Dengan adanya sistem pengupahan seperti ini, akan berkurang minat pengusaha
menggunakan buruh kontrak (outsourcing)
karena biaya yang dikeluarkan untuk membayar ongkos buruh menjadi sama besarnya
dengan jika menggunakan pekerja tetap.
Ketiga, bila perubahan undang-undang tidak
dimungkinkan, pemerintah bisa menertibkan semua lembaga penyelenggara bisnis
alih daya dengan cara mengkaji secara menyeluruh semua izin bisnis alih daya di
seluruh Indonesia. Semua izin alih daya harus diteliti dan selanjutnya agen
yang menyimpang izinnya harus dicabut. Usul dalam bentuk moratorium tidak
menyelesaikan masalah, hanya menunda persoalan. Selain itu, bisa berkesan
memproteksi mereka yang saat ini sedang melakukan penyimpangan.

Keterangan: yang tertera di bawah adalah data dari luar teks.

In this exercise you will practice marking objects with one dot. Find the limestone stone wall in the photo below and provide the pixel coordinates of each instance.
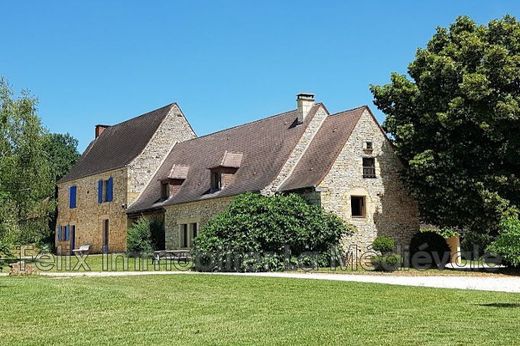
(298, 151)
(88, 216)
(389, 209)
(194, 212)
(174, 128)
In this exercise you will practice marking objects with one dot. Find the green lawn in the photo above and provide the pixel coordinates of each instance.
(205, 309)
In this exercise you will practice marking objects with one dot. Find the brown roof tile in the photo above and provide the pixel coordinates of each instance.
(118, 145)
(323, 150)
(265, 146)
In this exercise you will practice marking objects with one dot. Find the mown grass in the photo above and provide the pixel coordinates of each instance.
(122, 262)
(209, 309)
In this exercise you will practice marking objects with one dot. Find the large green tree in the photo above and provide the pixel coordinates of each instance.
(31, 160)
(62, 153)
(455, 123)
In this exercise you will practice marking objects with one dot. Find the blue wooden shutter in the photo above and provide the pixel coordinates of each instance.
(72, 197)
(100, 191)
(110, 189)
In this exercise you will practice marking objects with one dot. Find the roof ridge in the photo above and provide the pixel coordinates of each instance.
(245, 124)
(349, 110)
(142, 115)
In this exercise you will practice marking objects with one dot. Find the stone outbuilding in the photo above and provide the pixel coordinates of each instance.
(343, 162)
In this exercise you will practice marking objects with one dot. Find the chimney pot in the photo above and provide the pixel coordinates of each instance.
(304, 102)
(100, 129)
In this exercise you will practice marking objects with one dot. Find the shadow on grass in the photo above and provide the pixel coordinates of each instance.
(501, 305)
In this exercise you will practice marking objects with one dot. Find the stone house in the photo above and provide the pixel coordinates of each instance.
(110, 175)
(343, 162)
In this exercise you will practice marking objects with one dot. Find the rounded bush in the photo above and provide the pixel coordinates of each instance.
(429, 250)
(139, 237)
(386, 263)
(258, 233)
(383, 244)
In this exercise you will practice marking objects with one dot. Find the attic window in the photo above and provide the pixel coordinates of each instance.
(165, 190)
(223, 174)
(369, 167)
(216, 181)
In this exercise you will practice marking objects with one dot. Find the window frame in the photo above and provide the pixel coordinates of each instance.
(73, 202)
(369, 172)
(216, 181)
(362, 207)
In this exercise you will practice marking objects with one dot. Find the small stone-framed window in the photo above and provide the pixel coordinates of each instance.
(358, 206)
(369, 167)
(183, 235)
(165, 190)
(216, 181)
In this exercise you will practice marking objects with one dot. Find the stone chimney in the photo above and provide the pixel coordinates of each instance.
(100, 129)
(304, 101)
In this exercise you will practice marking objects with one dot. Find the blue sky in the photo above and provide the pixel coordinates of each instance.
(224, 62)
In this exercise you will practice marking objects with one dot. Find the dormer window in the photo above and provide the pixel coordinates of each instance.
(165, 190)
(224, 174)
(216, 181)
(173, 182)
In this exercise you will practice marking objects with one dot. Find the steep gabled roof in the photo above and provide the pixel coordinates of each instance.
(264, 147)
(118, 145)
(323, 150)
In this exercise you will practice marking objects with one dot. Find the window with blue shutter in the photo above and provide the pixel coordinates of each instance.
(72, 196)
(100, 191)
(109, 190)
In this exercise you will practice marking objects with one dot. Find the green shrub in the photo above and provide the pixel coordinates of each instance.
(507, 244)
(429, 250)
(386, 263)
(258, 233)
(383, 244)
(157, 235)
(139, 237)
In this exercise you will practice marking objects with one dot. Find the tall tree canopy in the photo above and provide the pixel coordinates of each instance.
(31, 160)
(455, 122)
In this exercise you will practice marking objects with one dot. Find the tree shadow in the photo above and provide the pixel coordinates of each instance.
(501, 305)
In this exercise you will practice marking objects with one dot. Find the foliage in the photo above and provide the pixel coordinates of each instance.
(386, 263)
(507, 244)
(455, 123)
(62, 153)
(26, 184)
(139, 237)
(31, 161)
(157, 235)
(445, 232)
(258, 233)
(429, 250)
(383, 244)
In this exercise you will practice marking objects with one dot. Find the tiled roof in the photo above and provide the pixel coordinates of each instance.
(323, 150)
(118, 145)
(264, 145)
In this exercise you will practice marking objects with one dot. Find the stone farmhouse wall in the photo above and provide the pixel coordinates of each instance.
(129, 182)
(89, 215)
(389, 209)
(174, 128)
(194, 212)
(298, 151)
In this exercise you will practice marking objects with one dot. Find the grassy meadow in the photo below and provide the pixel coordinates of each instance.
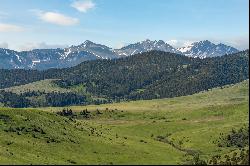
(164, 131)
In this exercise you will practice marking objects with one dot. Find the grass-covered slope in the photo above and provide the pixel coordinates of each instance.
(46, 86)
(166, 131)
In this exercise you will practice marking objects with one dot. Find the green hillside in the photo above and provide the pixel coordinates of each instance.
(164, 131)
(46, 86)
(150, 75)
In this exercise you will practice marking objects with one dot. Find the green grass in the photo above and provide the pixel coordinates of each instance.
(125, 133)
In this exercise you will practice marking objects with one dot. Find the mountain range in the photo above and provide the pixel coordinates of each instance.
(42, 59)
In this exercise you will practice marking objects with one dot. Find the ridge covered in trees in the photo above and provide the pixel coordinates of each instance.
(148, 75)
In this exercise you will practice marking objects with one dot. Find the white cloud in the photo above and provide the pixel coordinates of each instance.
(4, 45)
(10, 28)
(3, 15)
(83, 5)
(42, 45)
(56, 18)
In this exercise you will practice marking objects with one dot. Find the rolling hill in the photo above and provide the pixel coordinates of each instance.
(162, 131)
(150, 75)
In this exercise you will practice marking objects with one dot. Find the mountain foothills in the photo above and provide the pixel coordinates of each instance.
(42, 59)
(149, 75)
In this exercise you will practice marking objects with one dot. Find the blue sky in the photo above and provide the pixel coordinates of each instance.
(28, 24)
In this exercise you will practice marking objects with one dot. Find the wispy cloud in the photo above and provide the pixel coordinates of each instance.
(10, 28)
(3, 15)
(55, 18)
(83, 5)
(4, 45)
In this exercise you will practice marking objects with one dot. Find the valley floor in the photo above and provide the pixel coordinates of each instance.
(165, 131)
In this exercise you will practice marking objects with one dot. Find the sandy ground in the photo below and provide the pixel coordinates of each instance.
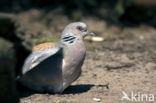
(124, 61)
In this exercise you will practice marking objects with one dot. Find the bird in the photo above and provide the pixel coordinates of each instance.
(52, 67)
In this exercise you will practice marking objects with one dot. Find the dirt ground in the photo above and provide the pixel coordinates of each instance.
(124, 61)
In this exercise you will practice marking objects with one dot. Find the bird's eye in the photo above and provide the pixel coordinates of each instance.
(80, 28)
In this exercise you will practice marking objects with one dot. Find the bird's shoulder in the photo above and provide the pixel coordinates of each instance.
(45, 46)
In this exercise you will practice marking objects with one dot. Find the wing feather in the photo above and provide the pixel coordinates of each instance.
(37, 57)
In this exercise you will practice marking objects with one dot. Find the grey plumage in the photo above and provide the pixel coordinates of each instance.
(54, 69)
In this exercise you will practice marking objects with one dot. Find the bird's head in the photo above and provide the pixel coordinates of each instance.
(75, 30)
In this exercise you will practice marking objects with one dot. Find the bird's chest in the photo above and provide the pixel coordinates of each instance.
(74, 54)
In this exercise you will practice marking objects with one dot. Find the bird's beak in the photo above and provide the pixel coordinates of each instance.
(91, 33)
(88, 33)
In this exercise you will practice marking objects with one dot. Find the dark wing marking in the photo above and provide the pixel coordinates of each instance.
(37, 57)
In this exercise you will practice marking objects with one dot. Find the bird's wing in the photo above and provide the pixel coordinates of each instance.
(39, 55)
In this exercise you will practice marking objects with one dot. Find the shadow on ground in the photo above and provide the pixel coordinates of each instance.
(74, 89)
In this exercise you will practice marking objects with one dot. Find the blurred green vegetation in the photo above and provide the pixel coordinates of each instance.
(114, 11)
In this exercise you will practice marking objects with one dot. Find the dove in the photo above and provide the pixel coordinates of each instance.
(52, 67)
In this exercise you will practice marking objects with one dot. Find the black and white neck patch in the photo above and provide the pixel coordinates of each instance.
(68, 39)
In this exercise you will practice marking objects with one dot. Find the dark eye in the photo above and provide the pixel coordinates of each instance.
(79, 28)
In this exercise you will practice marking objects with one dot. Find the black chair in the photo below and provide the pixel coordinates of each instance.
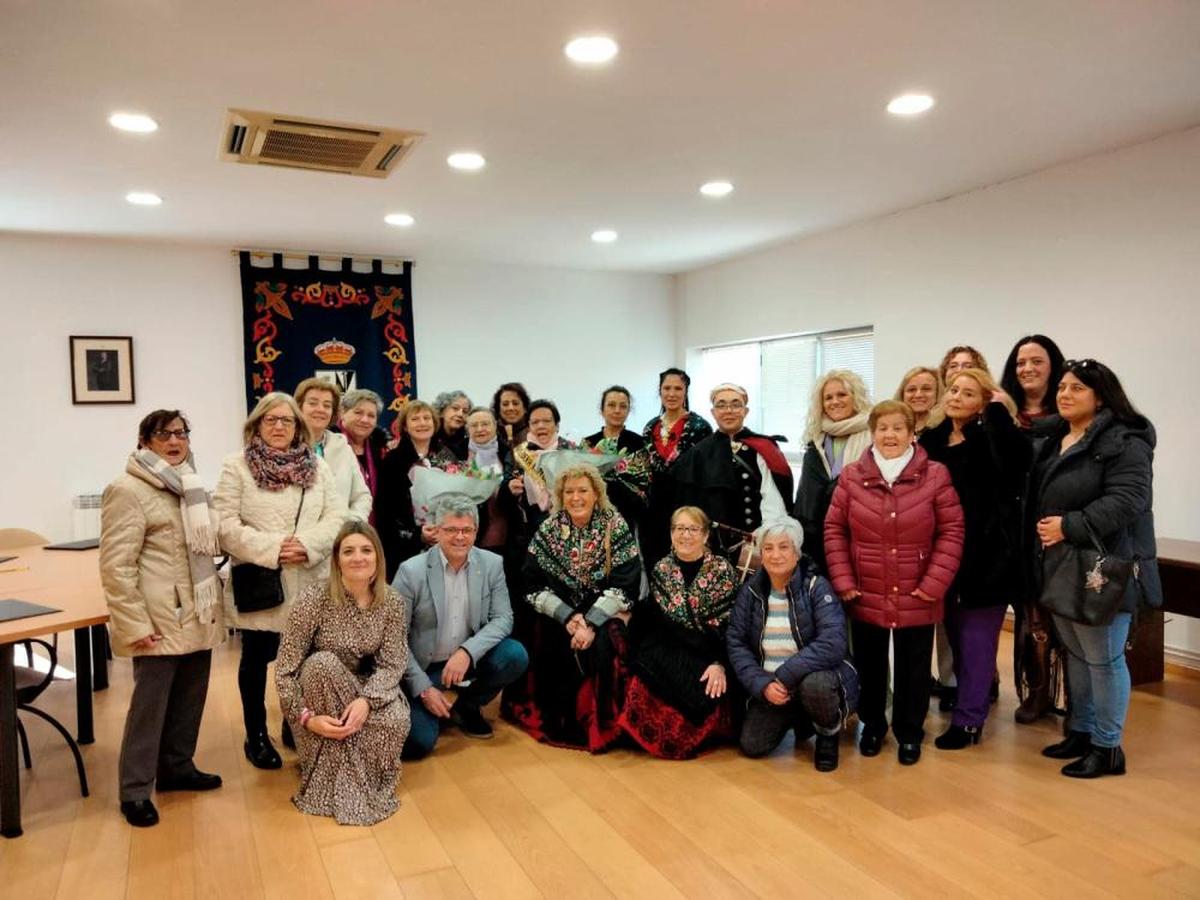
(30, 685)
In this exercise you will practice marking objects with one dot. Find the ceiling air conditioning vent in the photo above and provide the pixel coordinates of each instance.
(270, 139)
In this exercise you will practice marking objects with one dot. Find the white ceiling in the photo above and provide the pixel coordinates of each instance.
(783, 97)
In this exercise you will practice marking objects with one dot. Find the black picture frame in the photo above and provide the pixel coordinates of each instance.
(101, 370)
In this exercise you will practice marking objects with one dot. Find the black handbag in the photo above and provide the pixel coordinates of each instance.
(256, 587)
(1085, 585)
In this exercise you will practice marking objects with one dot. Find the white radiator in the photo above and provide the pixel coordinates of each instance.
(85, 516)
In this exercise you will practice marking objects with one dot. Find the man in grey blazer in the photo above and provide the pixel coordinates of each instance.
(459, 624)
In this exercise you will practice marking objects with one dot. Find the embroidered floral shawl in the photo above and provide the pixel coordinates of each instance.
(705, 604)
(575, 558)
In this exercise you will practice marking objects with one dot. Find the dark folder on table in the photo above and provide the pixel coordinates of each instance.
(12, 610)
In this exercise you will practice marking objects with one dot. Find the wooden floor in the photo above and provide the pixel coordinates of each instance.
(510, 817)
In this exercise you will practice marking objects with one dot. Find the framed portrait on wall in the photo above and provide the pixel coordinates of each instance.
(101, 370)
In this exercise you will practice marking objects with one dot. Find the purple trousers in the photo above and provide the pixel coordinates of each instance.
(975, 635)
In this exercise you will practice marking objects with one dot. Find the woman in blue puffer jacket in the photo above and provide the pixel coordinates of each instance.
(787, 645)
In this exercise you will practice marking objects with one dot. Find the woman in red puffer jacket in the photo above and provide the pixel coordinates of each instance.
(893, 541)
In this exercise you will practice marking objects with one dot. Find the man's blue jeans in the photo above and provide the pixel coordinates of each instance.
(499, 666)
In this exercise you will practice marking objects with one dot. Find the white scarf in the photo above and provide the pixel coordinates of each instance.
(891, 469)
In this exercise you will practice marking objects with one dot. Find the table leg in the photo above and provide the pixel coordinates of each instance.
(99, 658)
(83, 685)
(10, 775)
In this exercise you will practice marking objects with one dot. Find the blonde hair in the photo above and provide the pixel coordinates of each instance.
(988, 385)
(582, 471)
(977, 360)
(318, 384)
(274, 399)
(695, 513)
(814, 429)
(378, 586)
(935, 413)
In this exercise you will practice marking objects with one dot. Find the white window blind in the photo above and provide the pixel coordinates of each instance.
(789, 367)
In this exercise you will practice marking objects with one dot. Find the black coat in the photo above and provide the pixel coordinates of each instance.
(989, 472)
(1108, 479)
(813, 497)
(629, 504)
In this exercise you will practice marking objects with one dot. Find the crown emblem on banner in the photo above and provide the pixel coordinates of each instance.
(334, 353)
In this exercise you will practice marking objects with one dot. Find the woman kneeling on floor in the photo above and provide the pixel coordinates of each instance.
(339, 671)
(787, 646)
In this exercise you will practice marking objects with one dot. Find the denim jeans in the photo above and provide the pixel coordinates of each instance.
(499, 666)
(1097, 677)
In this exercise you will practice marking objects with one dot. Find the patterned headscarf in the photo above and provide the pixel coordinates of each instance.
(276, 469)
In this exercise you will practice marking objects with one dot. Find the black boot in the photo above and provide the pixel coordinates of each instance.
(1078, 743)
(949, 700)
(262, 753)
(958, 737)
(1099, 761)
(825, 759)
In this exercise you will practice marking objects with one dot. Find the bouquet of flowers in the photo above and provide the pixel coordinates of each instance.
(631, 469)
(429, 485)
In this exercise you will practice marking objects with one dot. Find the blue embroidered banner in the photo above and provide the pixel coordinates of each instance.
(352, 328)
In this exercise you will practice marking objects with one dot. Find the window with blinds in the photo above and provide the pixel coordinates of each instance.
(779, 376)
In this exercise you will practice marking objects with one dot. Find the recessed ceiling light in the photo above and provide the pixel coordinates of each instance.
(591, 51)
(911, 105)
(133, 121)
(466, 161)
(143, 198)
(715, 189)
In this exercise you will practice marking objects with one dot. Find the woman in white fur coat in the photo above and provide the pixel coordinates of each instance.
(280, 509)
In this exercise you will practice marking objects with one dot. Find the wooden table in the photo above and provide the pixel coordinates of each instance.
(70, 582)
(1179, 564)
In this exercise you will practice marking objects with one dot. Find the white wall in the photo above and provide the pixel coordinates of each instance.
(567, 334)
(1103, 255)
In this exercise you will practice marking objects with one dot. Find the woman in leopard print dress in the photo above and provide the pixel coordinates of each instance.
(339, 671)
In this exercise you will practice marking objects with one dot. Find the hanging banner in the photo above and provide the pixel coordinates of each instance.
(352, 328)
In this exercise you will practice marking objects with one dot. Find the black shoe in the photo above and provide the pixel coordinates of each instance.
(472, 723)
(1077, 744)
(870, 742)
(1099, 761)
(139, 814)
(958, 737)
(196, 781)
(825, 759)
(261, 753)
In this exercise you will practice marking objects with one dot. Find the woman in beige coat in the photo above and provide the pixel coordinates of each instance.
(156, 546)
(279, 509)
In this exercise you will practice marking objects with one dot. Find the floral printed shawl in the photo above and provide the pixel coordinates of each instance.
(707, 603)
(667, 447)
(576, 561)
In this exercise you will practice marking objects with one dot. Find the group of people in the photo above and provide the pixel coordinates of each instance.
(666, 588)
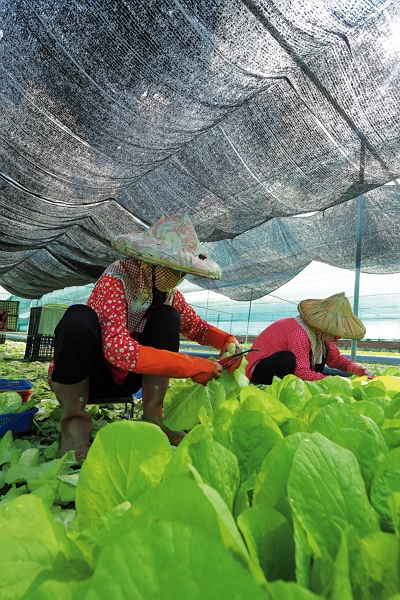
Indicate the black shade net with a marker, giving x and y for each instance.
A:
(241, 113)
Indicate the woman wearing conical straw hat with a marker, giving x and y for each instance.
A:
(303, 345)
(127, 336)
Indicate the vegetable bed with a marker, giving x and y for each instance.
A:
(281, 492)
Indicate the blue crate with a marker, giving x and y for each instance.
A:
(18, 423)
(15, 385)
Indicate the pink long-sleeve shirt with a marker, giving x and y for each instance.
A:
(287, 334)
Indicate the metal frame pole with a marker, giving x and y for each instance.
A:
(248, 316)
(360, 206)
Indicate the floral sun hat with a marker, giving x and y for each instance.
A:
(332, 315)
(172, 242)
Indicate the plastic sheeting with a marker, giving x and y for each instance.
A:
(241, 113)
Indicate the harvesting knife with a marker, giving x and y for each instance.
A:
(226, 362)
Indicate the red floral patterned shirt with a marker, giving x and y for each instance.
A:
(286, 334)
(108, 300)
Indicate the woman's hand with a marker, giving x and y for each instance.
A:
(231, 348)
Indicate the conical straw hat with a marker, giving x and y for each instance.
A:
(172, 242)
(332, 315)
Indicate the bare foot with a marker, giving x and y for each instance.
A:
(75, 435)
(174, 437)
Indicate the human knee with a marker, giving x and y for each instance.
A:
(287, 361)
(77, 317)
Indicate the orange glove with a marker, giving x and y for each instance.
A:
(221, 339)
(152, 361)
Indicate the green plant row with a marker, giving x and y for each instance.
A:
(281, 492)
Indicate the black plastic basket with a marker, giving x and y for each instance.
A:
(17, 423)
(39, 347)
(11, 308)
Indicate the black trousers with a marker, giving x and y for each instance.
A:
(280, 364)
(78, 349)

Keempat, mencegah multitafsir dengan
menetapkan jenis pekerjaan pokok dan penunjang. Kementerian Tenaga Kerja dan
Transmigrasi bisa membuat daftar dan jenis pekerjaan yang bisa atau tidak bisa
dialihdayakan. Penetapannya bisa dirumuskan setiap tripartit nasional sektoral.
Bila di kemudian hari ada jenis pekerjaan yang belum diidentifikasi oleh
Kementerian Tenaga Kerja dan Transmigrasi, penetapannya bisa disepakati secara
bipartit di tingkat perusahaan.
Kelima, izin bisnis alih daya sebaiknya
dikeluarkan oleh satu institusi saja, yaitu Dinas Tenaga Kerja dan Transmigrasi
Kabupaten/Kota. Tujuannya, agar gampang diawasi dan ditindak bila menyimpang.
Selanjutnya, dokumen izin alih daya bebas diakses oleh publik dengan cara,
salinan izin alih daya harus diberikan kepada serikat buruh di perusahaan
bersangkutan.
Keenam, karena Undang-Undang Nomor 13 Tahun
2003 tidak mengatur pemberian sanksi terhadap pelanggaran atas praktik alih
daya, Kementerian Tenaga Kerja dan Transmigrasi bisa membuat sanksi
administratif yang jelas terhadap pemilik bisnis alih daya. Setidaknya, dengan
membuat daftar hitam untuk mereka yang melanggar, sehingga mereka tidak berani
lagi melakukan penyimpangan.
Ketujuh, perlu reformasi pengawasan tenaga
kerja. Pengawasan sebaiknya dilakukan dengan melibatkan tripartit. Pegawai
penyidik tetap domain pemerintah, tetapi aktivitas penyidikan bisa
mengikutsertakan tripartit. Perencanaan pengawasan, evaluasi, dan perbaikan
bisa dilakukan bersama dengan dewan tripartit pengawasan. Dengan demikian,
nantinya ada transparansi atas penyelenggaraan pengawasan. Pengawasan selama
ini lemah akibat tidak memadainya jumlah tenaga pengawas, tidak dilibatkannya
pihak tripartit, adanya praktik korupsi, dokumen pengawasan yang tertutup,
serta meluasnya jumlah perusahaan skala kecil dan menengah.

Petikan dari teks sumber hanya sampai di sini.